Furthermore while 89 percent of all women knew that treatments exist that can break up blood clots to reduce damage in the first few hours of the onset of a heart attack or stroke symptoms, awareness in Latina women was 79 percent and in African American women 84 percent. This lagged behind the knowledge of white women which was 92 percent.

So, what are some of the symptoms women should be aware of that they are in imminent danger of becoming a heart attack statistic? Dr. Ida Mazza and cardiac physician assistant hosts the "Ask a Cardiologist" question and answer session.

Among the signs are chest pressure, pain in the jaw that travels to the neck, and numbness or tingling in body parts. Weaver said that some of these symptoms are similar to having a stroke.
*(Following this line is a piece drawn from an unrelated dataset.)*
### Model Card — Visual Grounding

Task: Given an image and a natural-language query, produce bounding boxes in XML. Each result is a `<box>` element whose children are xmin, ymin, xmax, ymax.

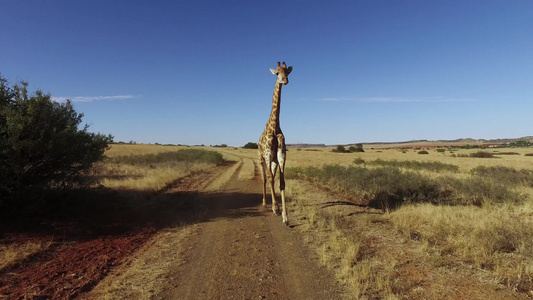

Mazza added that having a persistent pain in the middle of the chest is a strong symptom as well as pain along either arm, not just the left arm, becoming short of breath when one has not exerted oneself, or even mild indigestion.

 "Women have more of what we call silent heart attacks," Mazza continued. "Sometimes it's only a feeling of having gas or of numbness in the hand. We all have to be in tune with our bodies to know what feels normal to us. If we get a (new) symptom or feel something we've never felt before, if our blood pressure reading is different from what is normal for our body, and if we feel differently."

Weaver added that most heart attack patients have been having warning symptoms for quite a while. He warns that if one even suspects that they are having a heart attack, perhaps having chest pains, numbness in either arm or the like, to "not be embarrassed" to go to the emergency room.